RZA fue reclutando a artistas en solitario, cada uno con sus superpoderes: Ol’ Dirty Bastard (el salvaje talento de la calle), Method Man (escribir para impresionar), Ghostface Killah (el malo del grupo), Raekwon (la elegancia), U-God (el que nunca sonríe), Inspectah Deck (el que lo ve todo), Masta Killa (el realismo) y Capadonna (el maestro de la lengua) para dar forma a un grupo de superhéores de barrio con algo en común: “Voy por la vida muy cabreado.
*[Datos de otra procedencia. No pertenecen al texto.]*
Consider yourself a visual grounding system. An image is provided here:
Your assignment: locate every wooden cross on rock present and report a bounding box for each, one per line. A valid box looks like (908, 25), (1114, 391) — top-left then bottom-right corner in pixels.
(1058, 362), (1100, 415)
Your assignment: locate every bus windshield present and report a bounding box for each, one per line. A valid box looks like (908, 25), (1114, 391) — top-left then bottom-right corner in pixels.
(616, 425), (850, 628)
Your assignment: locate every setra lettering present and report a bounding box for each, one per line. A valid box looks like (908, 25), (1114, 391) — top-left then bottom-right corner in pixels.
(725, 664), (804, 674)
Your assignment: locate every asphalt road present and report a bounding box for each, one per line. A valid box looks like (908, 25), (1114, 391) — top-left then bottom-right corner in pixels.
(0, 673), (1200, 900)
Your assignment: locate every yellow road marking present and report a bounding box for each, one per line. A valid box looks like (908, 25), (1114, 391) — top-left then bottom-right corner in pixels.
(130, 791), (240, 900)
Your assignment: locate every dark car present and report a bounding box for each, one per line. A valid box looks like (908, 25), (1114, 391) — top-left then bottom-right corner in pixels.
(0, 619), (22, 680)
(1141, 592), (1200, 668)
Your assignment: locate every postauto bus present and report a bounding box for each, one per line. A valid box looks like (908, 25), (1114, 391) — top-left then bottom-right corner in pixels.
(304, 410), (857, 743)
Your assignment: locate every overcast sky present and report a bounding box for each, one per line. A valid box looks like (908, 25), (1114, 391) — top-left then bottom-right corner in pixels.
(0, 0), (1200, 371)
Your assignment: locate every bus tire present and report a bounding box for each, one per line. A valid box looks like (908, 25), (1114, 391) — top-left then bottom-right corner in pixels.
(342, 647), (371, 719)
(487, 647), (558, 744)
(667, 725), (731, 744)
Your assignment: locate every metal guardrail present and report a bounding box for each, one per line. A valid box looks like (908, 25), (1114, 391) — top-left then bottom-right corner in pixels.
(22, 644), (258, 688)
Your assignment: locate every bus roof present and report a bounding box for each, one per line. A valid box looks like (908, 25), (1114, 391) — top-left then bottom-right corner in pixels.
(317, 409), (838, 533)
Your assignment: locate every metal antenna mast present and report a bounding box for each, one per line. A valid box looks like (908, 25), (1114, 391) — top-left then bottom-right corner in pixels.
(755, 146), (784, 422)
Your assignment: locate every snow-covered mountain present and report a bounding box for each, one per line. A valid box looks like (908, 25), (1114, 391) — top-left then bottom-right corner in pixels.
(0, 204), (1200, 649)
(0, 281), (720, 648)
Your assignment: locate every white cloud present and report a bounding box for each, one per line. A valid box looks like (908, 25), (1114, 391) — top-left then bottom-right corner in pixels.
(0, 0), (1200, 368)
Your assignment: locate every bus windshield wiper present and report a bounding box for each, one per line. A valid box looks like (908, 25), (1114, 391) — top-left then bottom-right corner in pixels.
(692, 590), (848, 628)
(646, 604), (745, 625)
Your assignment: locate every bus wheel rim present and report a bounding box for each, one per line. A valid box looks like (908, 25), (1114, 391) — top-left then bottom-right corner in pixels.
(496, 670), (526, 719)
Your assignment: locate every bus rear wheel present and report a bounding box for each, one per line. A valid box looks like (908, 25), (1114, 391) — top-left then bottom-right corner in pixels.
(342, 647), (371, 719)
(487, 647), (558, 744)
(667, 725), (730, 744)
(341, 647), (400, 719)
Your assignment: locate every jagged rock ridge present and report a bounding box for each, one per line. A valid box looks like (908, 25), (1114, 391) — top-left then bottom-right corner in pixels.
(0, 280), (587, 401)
Es lo que me han hecho estas urbanizaciones”, rima Inspectah Deck sobre su ecosistema en uno de los versos del disco de debut de Wu Tang Clan.
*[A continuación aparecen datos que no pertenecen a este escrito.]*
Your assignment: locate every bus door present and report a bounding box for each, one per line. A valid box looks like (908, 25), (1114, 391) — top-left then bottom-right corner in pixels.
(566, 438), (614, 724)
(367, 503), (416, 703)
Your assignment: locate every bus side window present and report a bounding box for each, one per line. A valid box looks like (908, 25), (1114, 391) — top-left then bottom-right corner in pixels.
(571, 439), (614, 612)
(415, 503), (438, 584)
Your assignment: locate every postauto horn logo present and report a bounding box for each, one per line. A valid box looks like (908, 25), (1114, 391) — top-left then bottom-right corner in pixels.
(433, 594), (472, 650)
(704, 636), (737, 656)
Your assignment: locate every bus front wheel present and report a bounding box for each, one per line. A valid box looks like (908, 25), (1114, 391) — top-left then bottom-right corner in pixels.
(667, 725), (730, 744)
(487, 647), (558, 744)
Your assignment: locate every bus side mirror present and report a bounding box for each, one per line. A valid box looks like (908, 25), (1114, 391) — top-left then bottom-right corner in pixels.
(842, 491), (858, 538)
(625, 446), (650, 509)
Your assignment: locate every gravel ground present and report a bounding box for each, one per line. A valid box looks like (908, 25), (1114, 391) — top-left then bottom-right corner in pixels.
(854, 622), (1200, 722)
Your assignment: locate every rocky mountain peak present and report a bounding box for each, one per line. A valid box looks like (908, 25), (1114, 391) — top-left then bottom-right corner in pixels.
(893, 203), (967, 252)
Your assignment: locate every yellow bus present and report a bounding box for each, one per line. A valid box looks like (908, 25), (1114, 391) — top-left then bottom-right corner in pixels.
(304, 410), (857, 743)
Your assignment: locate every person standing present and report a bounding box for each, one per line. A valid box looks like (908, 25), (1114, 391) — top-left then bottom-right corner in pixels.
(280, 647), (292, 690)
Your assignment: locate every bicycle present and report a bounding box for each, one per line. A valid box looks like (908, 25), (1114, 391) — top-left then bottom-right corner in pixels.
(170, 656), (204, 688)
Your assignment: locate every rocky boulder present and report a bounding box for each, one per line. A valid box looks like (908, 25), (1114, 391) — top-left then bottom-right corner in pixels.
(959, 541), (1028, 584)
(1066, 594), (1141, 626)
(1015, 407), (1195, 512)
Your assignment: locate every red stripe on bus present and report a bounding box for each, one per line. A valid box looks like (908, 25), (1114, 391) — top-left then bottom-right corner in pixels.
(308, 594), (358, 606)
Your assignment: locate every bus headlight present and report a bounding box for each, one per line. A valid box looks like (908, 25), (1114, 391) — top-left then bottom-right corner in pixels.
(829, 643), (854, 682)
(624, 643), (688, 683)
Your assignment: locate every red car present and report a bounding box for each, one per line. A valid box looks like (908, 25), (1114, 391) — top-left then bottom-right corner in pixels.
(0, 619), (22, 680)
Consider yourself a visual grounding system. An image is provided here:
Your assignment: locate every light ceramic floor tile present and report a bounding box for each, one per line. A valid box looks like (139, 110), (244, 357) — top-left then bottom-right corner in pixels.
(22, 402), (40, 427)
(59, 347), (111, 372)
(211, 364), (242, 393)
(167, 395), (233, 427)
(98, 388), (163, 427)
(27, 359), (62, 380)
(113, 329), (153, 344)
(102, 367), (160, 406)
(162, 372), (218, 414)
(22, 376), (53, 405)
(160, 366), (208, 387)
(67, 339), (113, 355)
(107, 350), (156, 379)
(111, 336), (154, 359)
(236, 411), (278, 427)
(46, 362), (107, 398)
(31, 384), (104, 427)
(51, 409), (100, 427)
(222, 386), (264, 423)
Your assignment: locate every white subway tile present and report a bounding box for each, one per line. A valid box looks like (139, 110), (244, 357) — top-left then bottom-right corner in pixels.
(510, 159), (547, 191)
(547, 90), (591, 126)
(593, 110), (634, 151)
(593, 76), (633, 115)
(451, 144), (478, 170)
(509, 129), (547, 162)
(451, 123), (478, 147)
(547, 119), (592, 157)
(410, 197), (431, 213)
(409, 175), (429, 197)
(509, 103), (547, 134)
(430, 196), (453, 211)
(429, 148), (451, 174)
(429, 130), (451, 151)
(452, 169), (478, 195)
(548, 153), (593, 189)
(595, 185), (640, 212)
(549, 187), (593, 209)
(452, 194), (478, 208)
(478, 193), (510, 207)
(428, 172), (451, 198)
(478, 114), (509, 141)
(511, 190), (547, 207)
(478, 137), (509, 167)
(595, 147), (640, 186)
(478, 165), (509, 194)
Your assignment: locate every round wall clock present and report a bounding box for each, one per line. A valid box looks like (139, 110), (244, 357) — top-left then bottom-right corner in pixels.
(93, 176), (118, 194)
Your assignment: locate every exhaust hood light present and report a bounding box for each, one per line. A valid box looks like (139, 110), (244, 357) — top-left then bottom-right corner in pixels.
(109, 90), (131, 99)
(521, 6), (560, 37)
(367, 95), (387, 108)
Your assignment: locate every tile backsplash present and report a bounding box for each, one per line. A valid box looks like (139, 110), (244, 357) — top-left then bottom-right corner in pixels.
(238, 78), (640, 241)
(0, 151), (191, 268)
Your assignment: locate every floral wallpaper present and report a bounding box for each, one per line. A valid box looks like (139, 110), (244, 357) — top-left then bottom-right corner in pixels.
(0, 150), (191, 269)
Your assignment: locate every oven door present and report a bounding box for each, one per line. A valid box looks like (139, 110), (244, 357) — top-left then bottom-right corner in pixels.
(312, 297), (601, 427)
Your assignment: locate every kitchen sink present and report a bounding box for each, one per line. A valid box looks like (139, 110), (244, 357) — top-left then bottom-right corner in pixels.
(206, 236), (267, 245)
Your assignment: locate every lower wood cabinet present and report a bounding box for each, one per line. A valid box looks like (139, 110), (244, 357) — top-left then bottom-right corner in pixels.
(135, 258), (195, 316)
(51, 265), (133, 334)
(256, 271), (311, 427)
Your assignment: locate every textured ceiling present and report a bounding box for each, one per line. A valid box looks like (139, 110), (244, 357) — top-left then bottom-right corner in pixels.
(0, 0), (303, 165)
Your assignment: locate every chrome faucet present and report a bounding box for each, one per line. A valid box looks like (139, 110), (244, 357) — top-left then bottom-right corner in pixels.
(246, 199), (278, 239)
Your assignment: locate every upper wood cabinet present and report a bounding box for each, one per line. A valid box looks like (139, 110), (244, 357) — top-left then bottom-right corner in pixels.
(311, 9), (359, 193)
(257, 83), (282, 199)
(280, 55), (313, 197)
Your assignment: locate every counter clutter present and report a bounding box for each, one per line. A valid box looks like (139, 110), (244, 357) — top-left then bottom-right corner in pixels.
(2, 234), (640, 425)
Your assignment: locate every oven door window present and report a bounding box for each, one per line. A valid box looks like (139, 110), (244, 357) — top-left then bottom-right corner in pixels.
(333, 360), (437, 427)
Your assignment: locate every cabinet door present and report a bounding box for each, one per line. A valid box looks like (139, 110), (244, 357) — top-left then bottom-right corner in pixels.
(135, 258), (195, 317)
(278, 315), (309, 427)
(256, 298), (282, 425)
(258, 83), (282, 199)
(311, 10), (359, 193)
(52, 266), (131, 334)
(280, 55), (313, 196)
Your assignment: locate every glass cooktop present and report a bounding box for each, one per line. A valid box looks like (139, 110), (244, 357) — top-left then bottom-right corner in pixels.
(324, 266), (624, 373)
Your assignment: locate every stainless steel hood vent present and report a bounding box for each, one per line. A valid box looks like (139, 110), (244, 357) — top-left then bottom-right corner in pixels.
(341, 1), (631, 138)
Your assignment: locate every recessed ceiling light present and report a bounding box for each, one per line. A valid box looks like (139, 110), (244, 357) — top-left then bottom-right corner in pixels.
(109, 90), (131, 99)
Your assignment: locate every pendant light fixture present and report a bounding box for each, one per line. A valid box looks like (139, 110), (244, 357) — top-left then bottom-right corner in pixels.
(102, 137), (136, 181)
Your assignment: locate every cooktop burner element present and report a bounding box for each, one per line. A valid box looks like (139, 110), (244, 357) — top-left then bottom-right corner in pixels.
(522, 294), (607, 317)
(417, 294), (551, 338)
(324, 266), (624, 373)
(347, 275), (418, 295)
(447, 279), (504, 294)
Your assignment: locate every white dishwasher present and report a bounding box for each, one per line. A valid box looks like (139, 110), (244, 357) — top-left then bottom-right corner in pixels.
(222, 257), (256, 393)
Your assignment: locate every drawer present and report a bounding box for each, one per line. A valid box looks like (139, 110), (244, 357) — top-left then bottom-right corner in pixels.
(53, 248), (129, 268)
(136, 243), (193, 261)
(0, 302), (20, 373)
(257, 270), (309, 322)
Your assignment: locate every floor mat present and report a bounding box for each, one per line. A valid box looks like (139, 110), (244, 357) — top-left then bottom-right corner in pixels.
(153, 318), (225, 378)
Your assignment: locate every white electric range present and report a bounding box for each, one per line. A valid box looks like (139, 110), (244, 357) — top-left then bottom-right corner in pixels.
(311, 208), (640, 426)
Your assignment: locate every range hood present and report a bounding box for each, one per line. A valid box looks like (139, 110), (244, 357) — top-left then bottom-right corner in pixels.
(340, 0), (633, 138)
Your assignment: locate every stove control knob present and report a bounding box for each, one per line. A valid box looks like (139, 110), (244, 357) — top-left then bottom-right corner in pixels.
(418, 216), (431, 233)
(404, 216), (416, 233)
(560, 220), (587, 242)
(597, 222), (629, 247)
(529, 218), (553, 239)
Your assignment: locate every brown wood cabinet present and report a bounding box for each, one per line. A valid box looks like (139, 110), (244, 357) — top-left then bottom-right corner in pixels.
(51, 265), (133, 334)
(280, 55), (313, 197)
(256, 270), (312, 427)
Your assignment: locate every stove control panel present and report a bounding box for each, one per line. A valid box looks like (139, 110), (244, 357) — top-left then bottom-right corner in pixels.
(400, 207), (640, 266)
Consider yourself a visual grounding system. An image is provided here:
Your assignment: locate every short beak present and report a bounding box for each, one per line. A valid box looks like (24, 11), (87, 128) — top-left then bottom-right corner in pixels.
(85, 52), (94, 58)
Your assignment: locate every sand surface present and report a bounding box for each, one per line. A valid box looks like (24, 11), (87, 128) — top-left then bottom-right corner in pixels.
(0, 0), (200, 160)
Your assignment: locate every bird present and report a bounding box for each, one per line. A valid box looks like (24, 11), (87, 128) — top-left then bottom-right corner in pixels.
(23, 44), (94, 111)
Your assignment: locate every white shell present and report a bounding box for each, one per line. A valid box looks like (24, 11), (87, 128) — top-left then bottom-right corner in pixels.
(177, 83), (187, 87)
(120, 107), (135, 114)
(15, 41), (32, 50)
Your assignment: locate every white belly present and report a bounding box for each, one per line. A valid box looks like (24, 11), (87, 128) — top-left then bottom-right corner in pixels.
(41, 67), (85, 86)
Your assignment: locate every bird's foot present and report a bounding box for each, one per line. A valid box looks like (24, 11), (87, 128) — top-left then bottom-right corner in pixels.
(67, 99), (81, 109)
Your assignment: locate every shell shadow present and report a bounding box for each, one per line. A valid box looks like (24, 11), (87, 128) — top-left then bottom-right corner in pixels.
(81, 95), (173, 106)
El logo de la banda lo decía claramente. Unas alas para poder escapar de la realidad, para poder volar más allá de esas colinas malditas, de trascender ese infierno cotidiano. De alguna manera, el disco de debut se convirtió en una especie de autodefensa. Pero, como dice Will Ashon en el libro «Música de cámara» (Libros del Kultrum) son una banda «más en la línea Tom Sawyer que Michael Corleone». De acuerdo: Coppola estableció en Staten Island el complejo de Corleone en «El Padrino», pero ese no era el propósito de nuestros raperos. Querían explorar y sobrevivir en un mundo salvaje, no convertirse en verdugos. A pesar de ello, Ol’ Dirty Bastard, sin duda la personalidad más errática y salvaje del grupo, fue perseguido y fichado por el mismísimo FBI antes de morir de sobredosis cuando tenía 36 años.
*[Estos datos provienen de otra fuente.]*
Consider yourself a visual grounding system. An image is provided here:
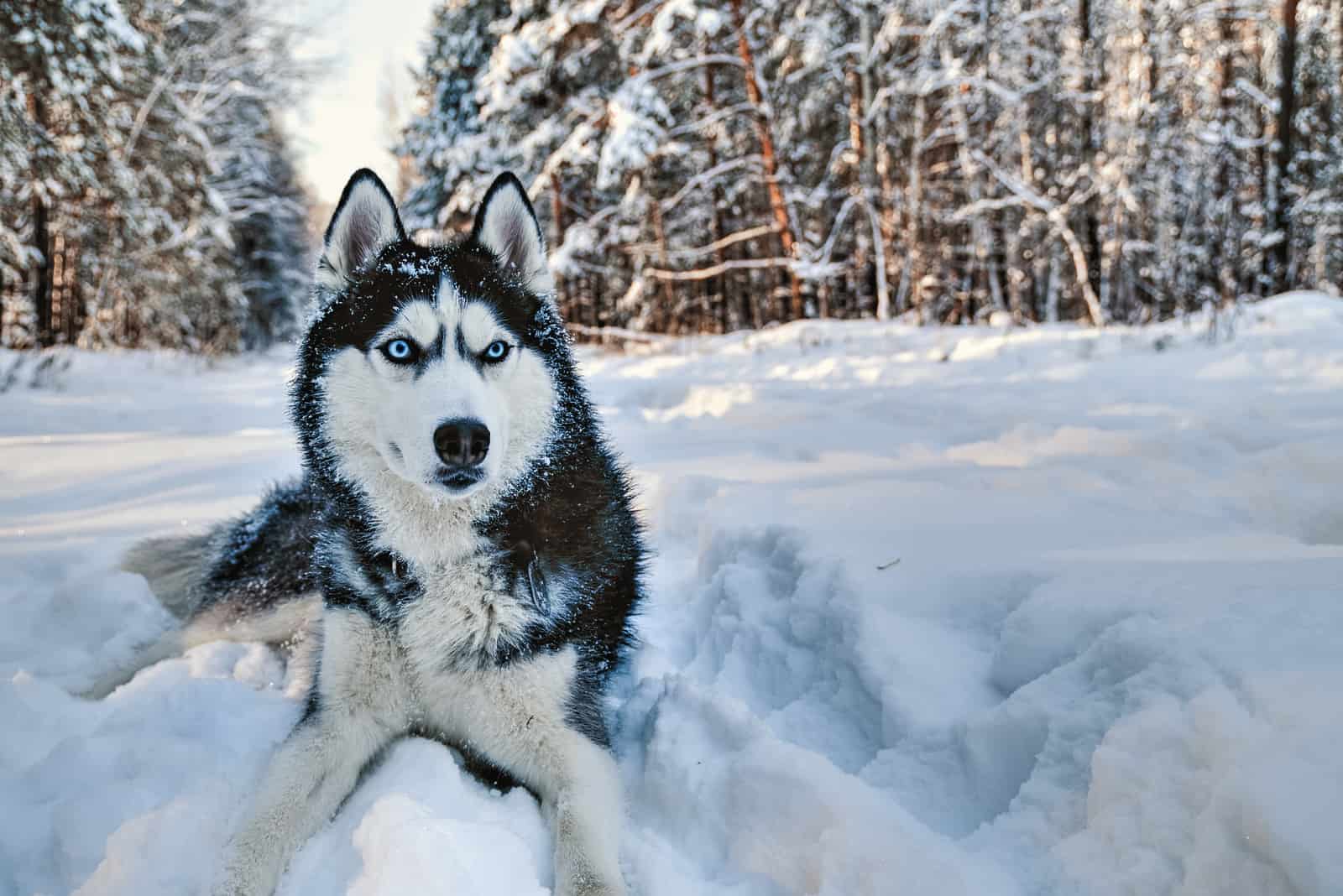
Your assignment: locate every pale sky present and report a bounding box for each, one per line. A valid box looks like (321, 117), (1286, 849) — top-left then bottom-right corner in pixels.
(291, 0), (434, 204)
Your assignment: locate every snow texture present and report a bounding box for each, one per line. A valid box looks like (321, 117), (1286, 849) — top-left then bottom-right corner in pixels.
(0, 294), (1343, 896)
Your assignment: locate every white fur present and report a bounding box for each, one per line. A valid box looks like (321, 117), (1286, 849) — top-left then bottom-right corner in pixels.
(215, 609), (626, 896)
(322, 287), (556, 567)
(475, 178), (555, 295)
(316, 177), (403, 291)
(215, 610), (411, 896)
(82, 593), (322, 701)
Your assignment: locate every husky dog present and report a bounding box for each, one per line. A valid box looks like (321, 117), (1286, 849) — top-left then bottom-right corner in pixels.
(91, 170), (645, 896)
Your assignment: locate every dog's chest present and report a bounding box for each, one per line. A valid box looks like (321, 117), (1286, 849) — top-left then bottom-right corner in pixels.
(398, 555), (535, 672)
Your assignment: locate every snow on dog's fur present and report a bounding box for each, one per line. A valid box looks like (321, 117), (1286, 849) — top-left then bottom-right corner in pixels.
(91, 170), (643, 896)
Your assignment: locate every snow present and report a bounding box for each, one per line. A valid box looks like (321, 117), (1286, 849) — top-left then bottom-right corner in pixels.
(0, 294), (1343, 896)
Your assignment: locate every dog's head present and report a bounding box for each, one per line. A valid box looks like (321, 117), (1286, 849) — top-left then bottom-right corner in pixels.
(294, 170), (567, 518)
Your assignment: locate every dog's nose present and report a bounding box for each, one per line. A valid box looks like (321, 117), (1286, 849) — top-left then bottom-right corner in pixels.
(434, 417), (490, 466)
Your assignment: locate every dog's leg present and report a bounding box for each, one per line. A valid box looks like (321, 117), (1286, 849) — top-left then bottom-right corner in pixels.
(425, 649), (626, 896)
(537, 730), (624, 896)
(215, 610), (408, 896)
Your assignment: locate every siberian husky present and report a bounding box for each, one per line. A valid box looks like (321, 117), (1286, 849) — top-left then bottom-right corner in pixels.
(90, 170), (645, 896)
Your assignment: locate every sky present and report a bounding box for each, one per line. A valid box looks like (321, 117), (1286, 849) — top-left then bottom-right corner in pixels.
(290, 0), (434, 204)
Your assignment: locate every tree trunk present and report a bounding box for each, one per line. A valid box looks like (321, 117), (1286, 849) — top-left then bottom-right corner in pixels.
(732, 0), (804, 320)
(1273, 0), (1298, 293)
(29, 92), (54, 347)
(1077, 0), (1104, 308)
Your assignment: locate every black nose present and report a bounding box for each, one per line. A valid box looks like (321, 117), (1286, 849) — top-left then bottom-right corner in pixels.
(434, 417), (490, 466)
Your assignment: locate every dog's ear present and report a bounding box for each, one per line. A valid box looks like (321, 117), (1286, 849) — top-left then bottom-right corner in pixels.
(472, 173), (555, 295)
(317, 168), (405, 289)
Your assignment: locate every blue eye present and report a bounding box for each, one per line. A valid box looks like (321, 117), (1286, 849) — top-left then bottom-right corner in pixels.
(383, 339), (415, 363)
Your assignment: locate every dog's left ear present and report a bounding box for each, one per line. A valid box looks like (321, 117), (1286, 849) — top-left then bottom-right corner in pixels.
(472, 173), (555, 295)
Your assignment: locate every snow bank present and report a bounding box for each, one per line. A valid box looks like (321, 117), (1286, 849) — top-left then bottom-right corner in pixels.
(0, 294), (1343, 896)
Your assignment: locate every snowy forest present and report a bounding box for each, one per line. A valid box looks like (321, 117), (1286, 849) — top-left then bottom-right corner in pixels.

En los 12 cortes del disco encontramos interludios sonoros procedentes de hasta cuatro películas de kung fu. Diálogos sobre artes marciales y sabiduría que RZA adapta a las calles de Staten Island: la lengua es la espada, el rap es la esgrima, Wu Tan Clan son los maestros. En uno de sus cortes, «Protect ya neck», aconsejan al oyente que se proteja el cuello si no quiere perder la cabeza, ser decapitado metafóricamente. Gritan, chillan y hablan una jerga incomprensible. Hay fanfarronería, juegos de palabras infantiles, muerte en el asfalto y samples de Thelonious Monk en una narración tarantiniana antes que Tarantino. El disco rebosaba una autenticidad y una originalidad nunca vista. Vendió 30.000 copias la primera semana y medio millón al cabo de una año. Alcanzó el millón en 1995. Hicieron una obra maestra para volar sobre la realidad.
ROBAR LA ROPA A LOS RICOS
Para el cuarto sencillo del disco, Raekwon fue a comprarse ropa. Pensó en la clásica sudadera negra con capucha y un par de Jordan. Pero pasó por delante de un escaparate y se quedó embelesado. Era una chaqueta Snow Beach de Ralph Lauren, un anorak que decía por los cuatro costados «jóvenes arios con veleros», pijo blanco que bebe coñac en el club de esquiadores. Raekwon no lo pudo evitar y entró a comprarla, pero solo había talla XXL. Se la llevó puesta y con ella aparece en el videoclip de «Can It Be All So Simple». La jugada causó revuelo y fue un golpe maestro de la cultura afroamericana, tradicionalmente la expoliada culturalmente. De repente, los chicos negros se apropiaban de marcas que no eran para ellos y les daban un nuevo significado, una provocación: Polo, Timberland y North Face, por su parte, se preocuparon primero de asociarse a a los «b-boys» pero nunca se arrepintieron.